La expresión de Tehura se transformó.
—¿Casados? —dijo, con un grito de júbilo—. ¡Oh, eso no! Nosotros no nacimos para casarnos, pues por muchas causas no somos el uno para el otro. Nos amamos únicamente de aquella manera corporal, hasta el año pasado, en que nuestras relaciones terminaron. Yo ya tenía bastante del cuerpo de Tom. El ya tenía bastante del mío. Ya no necesitábamos nuestro mutuo amor. Además, yo experimentaba sentimientos más profundos por otro, por Huatoro, pero esto pertenece al futuro. Ahora Tom y yo ya no somos amantes, pero somos amigos. Cuando algo me preocupa, voy a su casa a hablar con él y me aconseja. Cuando él, a su vez, desea comprender algo de mi pueblo, acude a mi casa y ambos nos sentamos para comer taro y hablar de mi pueblo y el suyo. Les digo esto de Tom y de mí, porque me siento orgullosa de nuestro antiguo amor. La primera vez que lo dije a las demás personas del poblado, Tom se sorprendió, afirmando que en su país las mujeres no revelan a los demás sus amores corporales antes de casarse, pero tienen ustedes que saber, como él ya sabe, que nosotros no consideramos que eso sea malo, y así todos somos dichosos y yo puedo enorgullecerme de ello.
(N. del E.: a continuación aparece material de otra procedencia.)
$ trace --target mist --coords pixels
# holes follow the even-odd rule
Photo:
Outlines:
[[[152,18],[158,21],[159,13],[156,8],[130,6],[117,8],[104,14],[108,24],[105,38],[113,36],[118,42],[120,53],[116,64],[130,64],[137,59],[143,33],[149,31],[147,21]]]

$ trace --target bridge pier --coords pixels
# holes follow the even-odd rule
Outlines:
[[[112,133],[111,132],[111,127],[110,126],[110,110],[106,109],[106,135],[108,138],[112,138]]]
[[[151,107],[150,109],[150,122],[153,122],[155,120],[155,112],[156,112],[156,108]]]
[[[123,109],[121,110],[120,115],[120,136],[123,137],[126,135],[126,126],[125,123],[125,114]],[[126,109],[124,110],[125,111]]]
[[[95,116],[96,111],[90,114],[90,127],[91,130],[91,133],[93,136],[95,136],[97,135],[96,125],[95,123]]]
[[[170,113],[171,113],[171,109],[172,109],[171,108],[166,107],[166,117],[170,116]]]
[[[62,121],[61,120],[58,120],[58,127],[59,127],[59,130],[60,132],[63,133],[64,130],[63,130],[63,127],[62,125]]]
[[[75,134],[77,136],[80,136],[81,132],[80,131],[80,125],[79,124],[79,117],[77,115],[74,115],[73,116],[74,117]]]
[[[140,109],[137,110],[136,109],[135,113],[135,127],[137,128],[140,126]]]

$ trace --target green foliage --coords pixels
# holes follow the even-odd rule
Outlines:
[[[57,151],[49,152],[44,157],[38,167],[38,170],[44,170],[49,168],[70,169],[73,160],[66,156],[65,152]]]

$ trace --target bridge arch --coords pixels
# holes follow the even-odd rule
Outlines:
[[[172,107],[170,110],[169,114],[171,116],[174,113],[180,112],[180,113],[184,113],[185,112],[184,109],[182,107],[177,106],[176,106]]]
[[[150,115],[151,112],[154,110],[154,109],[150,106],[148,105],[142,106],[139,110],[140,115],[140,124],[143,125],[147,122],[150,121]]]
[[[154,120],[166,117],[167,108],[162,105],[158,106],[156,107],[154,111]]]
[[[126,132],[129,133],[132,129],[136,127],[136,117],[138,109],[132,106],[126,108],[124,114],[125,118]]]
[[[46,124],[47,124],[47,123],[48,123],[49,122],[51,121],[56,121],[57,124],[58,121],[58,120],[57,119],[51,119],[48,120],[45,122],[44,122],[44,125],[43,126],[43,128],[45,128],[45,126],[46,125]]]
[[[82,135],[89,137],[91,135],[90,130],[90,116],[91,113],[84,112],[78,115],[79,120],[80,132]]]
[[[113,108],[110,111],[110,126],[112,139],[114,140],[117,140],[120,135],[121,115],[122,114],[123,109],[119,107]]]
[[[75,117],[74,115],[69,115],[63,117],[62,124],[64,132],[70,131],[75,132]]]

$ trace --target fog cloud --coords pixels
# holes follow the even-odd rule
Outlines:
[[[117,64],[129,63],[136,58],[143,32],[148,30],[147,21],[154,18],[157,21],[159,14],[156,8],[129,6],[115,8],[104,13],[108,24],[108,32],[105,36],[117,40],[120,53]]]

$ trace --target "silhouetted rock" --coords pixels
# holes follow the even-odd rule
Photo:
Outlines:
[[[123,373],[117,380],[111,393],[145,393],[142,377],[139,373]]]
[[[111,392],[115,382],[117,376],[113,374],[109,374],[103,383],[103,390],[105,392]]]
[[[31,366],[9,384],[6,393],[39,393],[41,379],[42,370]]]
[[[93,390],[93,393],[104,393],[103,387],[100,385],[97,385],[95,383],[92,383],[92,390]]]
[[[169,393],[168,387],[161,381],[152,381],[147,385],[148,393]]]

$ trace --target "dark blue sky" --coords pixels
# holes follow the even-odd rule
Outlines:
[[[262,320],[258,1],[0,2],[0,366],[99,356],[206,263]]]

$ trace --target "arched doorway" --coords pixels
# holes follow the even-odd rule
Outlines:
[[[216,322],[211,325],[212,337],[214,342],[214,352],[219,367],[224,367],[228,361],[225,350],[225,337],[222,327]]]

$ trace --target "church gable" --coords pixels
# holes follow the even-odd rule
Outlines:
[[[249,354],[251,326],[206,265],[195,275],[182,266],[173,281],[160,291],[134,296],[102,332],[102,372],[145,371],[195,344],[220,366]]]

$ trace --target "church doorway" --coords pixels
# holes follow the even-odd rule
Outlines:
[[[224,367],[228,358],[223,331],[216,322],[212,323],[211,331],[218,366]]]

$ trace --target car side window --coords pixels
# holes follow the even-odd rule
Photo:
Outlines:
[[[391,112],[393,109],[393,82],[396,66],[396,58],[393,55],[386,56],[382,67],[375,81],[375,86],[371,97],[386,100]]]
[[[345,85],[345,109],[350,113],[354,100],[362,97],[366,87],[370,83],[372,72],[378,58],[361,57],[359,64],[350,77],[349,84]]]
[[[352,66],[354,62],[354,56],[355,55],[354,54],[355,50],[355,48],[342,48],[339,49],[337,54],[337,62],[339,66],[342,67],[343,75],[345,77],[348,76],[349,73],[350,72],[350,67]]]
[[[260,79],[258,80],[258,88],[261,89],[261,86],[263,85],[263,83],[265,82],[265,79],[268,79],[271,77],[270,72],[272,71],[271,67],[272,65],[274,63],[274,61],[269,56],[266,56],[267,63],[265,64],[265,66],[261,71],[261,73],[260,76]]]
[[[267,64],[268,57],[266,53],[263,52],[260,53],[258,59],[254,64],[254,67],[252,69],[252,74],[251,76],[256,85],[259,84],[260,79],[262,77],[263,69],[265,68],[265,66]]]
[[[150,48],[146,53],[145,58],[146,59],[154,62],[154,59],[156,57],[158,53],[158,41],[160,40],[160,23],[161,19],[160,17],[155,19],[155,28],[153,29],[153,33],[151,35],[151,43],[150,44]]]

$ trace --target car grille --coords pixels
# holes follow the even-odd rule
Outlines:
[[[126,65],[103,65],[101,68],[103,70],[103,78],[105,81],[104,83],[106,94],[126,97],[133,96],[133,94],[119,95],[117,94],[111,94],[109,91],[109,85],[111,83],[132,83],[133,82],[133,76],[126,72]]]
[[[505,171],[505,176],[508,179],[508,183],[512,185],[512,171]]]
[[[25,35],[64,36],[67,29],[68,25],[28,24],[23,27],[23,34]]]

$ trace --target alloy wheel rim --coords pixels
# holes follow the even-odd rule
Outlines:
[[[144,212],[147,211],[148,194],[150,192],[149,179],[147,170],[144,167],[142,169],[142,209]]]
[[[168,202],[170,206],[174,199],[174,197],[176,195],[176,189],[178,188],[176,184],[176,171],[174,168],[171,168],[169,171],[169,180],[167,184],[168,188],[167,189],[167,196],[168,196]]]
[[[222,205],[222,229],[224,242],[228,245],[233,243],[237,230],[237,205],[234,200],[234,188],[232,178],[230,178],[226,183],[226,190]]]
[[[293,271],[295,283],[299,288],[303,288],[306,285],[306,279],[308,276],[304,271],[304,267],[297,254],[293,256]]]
—Y yo también, Tehura —dijo Courtney en tono apacible.
Paoti tosió.
—Ya hemos hablado bastante por ser la primera vez. Se está haciendo tarde. Ya es hora de que comience la ceremonia propia del rito de la amistad.
Buscó a tientas el nudoso bastón que tenía apoyado en la silla y, levantándolo sobre la mesa, la golpeó dos veces. Después apuntó con el bastón al estrado colocado frente a Moreturi y Atetou.
Todos se volvieron para mirar. Claire, que no apartaba la vista de Tehura y Courtney, vio que Maud y Marc se volvían hacia ella y trató de leer en aquellas caras familiares. Era evidente que Maud había gozado con el relato sencillo, franco y desenvuelto de Tehura, viendo en él un rico material para su estudio. Marc tenía las mandíbulas apretadas y Claire conjeturó que aquellas gentes abiertas y sencillas empezaban a serle antipáticas.
Volviéndose hacia el estrado, Claire trató de analizar sus propios sentimientos ante la confesión de Tehura. En realidad, lo que sentía era desazón y una sensación de inferioridad. Era una emoción que a veces había experimentado en algunas reuniones de sociedad de Santa Bárbara y Los Ángeles, cuando otro matrimonio hacía alguna velada referencia a su vida íntima, presentándola como superior a la de los demás. Claire experimentaba entonces aquellos sentimientos. Aquella pareja poseía el mágico secreto que ella no tenía. Ellos eran sanos. Ella estaba enferma. Sufría aún más por Marc, más vulnerable que ella. Y entonces apartó a Tehura de su pensamiento.